Kami bergegas memasak mie rebus. Walaupun hasilnya sedikit benyek, tapi karena perut laper dan cuaca dingin, mie satu panci itu pun habis dilibas bersama-sama. Rencana setelah makan, kami akan melanjutkan perjalanan menuju puncak. Namun karena kabut turun, maka rencana dibatalkan. Salah satu teman, Fektra ternyata sakit. Semacam masuk angin dicampur maag. Kami menghabiskan waktu dengan duduk-duduk sambil menunggu kabut menipis agar bisa segera turun. Hari mulai siang, sekitar pukul setengah 12 siang, kami memutuskan untuk nekat turun. Walaupun kabut masih mengitari, namun kami harus turun karena khawatir nanti akan hujan dan kabut semakin tebal.

bentuk tenda dan kabut yang melanda
Rute perjalanan pulang kali ini melewati aspal. Kami tidak sanggup jika harus lewat jalur rimba lagi. Dengan perlahan kami menuruni jalanan. Untungnya beban bawaanku yang sebelumnya tas ransel sudah dibawa oleh Nop, jadi aku cuma membawa tenda ukuran kecil yang ringan.
Kami berjalan terbagi menjadi dua kelompok lagi. Kali ini karena kelompok depan yang terdiri dari Ario, Dayek, Nirmala, Trisna dan Uci yang berjalan dengan cepat meninggalkan kami di belakang. Kelompok di belakang sering berhenti karena kondisi Fektra yang tidak enak badan. Beberapa kali Fektra berhenti karena muntah dan kelelahan. Izul membantu memijatnya supaya tetap kuat untuk turun.

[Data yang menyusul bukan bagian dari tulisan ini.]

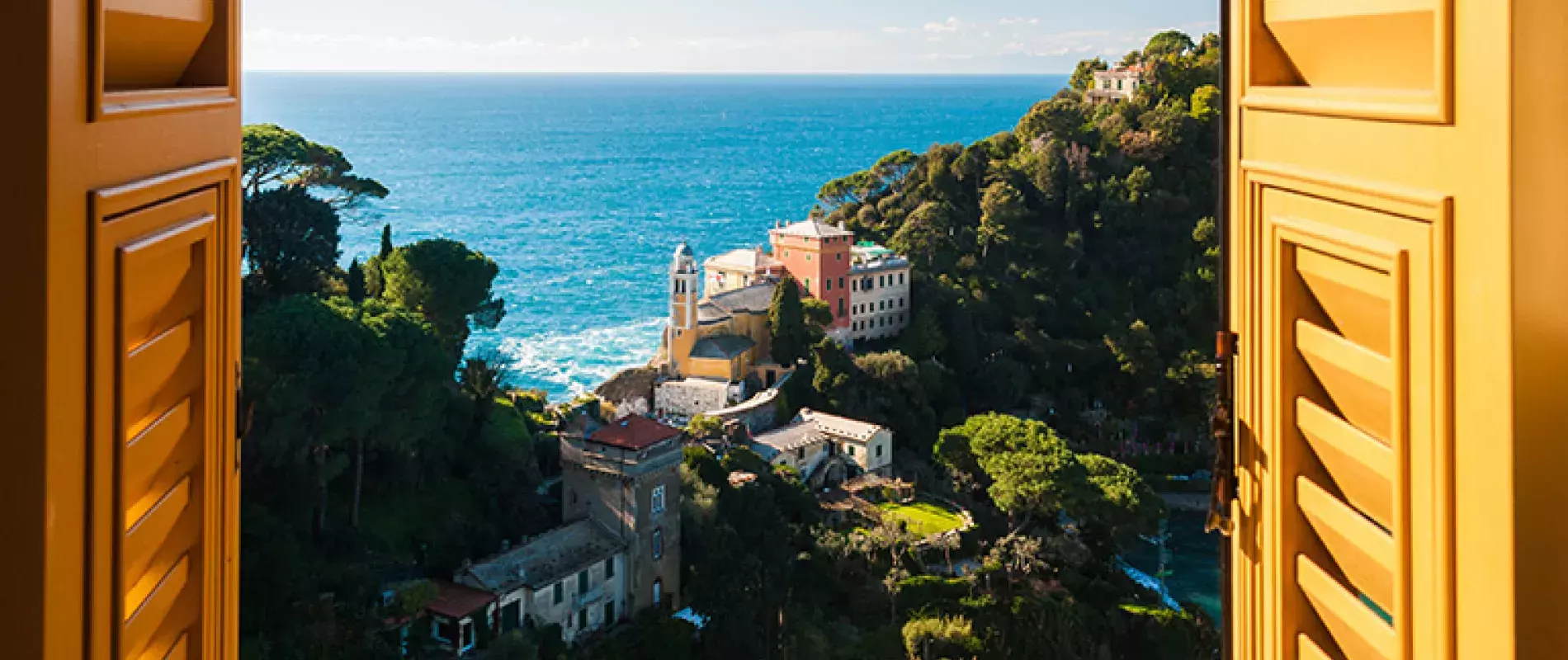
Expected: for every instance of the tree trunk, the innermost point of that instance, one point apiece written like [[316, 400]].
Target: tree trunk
[[320, 478], [360, 480]]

Medan aspal ternyata tidak terlalu sulit. Kami hanya perlu sabar dan kaki yang kuat untuk menopang beban tubuh. Makin lama, jalur aspal makin sempit. Kiri dan kanan tampak semak belukar. Kadang sering kali terdengar suara monyet dari hutan tak jauh dari sana. Beberapa kali kami menemukan buah aneh di sisi jalan. Sedang asyik menikmati perjalanan, tiba-tiba gerimis mulai turun. Haduh. Lanjut terus kapten!

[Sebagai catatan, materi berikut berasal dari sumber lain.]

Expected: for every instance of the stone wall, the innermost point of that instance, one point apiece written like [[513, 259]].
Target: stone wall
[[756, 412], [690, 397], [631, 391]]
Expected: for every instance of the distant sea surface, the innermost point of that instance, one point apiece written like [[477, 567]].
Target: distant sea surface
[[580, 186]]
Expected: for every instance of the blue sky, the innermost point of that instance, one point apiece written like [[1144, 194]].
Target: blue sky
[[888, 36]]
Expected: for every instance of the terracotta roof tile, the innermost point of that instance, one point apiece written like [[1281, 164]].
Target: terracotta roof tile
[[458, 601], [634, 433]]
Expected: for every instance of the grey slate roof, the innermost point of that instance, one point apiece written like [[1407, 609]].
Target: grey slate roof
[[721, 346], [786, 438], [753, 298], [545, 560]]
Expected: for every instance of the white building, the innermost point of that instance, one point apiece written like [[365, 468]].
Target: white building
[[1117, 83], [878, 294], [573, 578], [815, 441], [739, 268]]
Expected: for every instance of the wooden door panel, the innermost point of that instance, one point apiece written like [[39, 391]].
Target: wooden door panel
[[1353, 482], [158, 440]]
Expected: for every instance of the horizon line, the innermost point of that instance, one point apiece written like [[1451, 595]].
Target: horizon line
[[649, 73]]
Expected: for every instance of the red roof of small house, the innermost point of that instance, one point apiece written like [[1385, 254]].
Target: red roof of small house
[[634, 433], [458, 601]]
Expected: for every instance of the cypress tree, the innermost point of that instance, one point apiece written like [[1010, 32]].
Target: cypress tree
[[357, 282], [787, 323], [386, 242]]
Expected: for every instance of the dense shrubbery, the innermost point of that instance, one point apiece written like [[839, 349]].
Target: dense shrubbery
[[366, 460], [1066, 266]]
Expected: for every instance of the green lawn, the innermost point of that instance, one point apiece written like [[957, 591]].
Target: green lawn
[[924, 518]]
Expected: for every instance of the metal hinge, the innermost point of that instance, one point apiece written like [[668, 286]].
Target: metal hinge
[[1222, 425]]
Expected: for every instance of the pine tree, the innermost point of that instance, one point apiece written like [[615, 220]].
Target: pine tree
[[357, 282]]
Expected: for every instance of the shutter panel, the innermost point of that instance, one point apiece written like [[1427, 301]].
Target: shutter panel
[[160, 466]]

Sekitar pukul 2 siang kami tiba juga di gardu depan. Kami disambut oleh kabut yang cukup  tebal. Kami menyisiri jalan aspal. Kiri dan kanan ada rumah penduduk dan kebun sayur-sayuran. Jarak pandang terbatas, kami harus jalan dipinggir karena sering kali motor penduduk sekitar sering lewat. Tak lama, kami sampai di pos penjaga. Kami segera mencuci kaki dan tangan. Duduk sebentar dan langsung pulang menuju rumah Ari untuk istirahat.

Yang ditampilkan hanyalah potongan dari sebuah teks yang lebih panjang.